The levelized cost of energy (LCOE)
The levelized cost of energy (LCOE), also referred to as the levelized cost of electricity or the levelized energy cost (LEC), is a measurement used to assess and compare alternative methods of energy production. The LCOE of an energy-generating asset can be thought of as the average total cost of building and operating the asset per unit of total electricity generated over an assumed lifetime.
Alternatively, the levelized cost of energy can be thought of as the average minimum price at which the electricity generated by the asset is required to be sold in order to offset the total costs of production over its lifetime. Calculating the LCOE is related to the concept of assessing a project’s net present value. Similar to using NPV, the LCOE can be used to determine whether a project will be a worthwhile venture.
- The LCOE is a fundamental calculation used in the preliminary assessment of an energy-producing project.
- The LCOE can be used to determine whether to move forward with a project or as a means to compare different energy-producing projects.
- The formula to calculate the LCOE is (Present Value of Total Cost Over the Lifetime)/(Present Value of All Electricity Generated Over the Lifetime).
Formula
The total cost of a system (brought back to present value: NPV) divided by the total amount of energy it produces is called Levelized Cost of Electricity or (LCOE). LCOE is measured in units of Rs /Watt or Rs / Kilowatt.
Significance
The levelized cost of energy is a very important metric in determining whether or not to move forward with a project. The LCOE will determine if a project will break even or be profitable. If not, then the firm will not go ahead with building the power-generating asset and will look for an alternative. Using the LCOE to assess a project is one of the first fundamental steps taken in analyzing projects of this nature.

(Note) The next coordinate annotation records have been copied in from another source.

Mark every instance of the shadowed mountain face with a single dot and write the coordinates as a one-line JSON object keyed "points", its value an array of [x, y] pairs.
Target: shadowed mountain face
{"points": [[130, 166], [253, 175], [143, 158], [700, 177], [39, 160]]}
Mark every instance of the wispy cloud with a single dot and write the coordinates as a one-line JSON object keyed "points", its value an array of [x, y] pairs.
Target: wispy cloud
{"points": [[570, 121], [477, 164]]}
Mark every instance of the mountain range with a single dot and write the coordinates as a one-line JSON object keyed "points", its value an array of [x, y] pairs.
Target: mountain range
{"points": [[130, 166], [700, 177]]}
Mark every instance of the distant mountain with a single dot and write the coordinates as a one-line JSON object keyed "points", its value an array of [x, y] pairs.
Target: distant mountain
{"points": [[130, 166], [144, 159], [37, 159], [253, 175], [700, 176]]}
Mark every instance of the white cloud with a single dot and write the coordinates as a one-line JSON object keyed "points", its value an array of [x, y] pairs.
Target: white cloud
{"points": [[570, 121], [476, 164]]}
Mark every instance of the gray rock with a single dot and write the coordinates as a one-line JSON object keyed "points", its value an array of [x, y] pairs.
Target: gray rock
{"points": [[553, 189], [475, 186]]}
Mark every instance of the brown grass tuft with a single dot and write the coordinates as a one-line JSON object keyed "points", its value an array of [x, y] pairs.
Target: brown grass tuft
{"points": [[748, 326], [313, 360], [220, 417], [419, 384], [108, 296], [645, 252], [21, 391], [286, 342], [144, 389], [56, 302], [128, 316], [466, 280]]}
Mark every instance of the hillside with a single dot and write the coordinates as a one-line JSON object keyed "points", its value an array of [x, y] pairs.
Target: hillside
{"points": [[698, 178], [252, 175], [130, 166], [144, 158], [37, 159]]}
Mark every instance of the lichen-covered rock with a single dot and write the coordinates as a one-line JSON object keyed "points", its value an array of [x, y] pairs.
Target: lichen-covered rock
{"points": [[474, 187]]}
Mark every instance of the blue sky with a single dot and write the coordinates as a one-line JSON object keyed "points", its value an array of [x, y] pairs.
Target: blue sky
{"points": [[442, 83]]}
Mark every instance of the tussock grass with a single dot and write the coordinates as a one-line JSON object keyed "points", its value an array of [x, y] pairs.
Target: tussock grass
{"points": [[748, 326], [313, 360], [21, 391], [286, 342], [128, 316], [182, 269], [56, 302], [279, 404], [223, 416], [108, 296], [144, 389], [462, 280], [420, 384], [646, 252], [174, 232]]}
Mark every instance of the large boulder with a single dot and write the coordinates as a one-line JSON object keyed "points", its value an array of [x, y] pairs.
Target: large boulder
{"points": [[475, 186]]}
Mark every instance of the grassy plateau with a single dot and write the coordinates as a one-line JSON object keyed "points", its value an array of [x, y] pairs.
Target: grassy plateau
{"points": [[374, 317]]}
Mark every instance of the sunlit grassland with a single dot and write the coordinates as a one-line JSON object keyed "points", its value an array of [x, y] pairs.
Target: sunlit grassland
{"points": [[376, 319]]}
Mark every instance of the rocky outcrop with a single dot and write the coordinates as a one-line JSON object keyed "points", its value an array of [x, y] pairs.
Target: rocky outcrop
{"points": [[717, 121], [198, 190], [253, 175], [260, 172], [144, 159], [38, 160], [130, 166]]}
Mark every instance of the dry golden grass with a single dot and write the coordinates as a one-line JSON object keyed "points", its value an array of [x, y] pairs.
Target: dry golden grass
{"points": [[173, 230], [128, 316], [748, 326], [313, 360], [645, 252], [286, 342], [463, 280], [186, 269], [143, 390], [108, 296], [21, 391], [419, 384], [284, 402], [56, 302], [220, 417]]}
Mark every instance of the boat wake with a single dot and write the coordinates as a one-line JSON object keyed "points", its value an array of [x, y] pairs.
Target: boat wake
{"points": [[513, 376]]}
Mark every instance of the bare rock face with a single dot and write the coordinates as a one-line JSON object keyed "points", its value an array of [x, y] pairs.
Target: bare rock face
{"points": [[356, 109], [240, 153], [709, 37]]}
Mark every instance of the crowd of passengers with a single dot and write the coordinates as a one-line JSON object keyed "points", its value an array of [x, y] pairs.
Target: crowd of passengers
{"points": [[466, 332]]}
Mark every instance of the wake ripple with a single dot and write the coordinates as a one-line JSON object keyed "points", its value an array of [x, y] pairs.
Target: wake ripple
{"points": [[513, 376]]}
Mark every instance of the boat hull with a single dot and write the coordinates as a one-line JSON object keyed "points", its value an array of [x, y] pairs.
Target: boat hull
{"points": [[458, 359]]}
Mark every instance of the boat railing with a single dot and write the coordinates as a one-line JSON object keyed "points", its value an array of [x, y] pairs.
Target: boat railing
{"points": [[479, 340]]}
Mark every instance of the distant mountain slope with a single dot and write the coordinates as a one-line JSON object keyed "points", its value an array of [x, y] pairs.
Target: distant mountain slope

The LCOE is also an important calculation to allow financial analysts to compare different energy-producing technologies, such as wind, solar, and nuclear power sources. It allows for these comparisons regardless of unequal life spans, differing capital costs, size of the projects, and the differing risk associated with each project. This is because the LCOE reflects a per-unit cost of electricity generated, and the risk of each project is an implication of the specific discount rate used for each power-generating asset.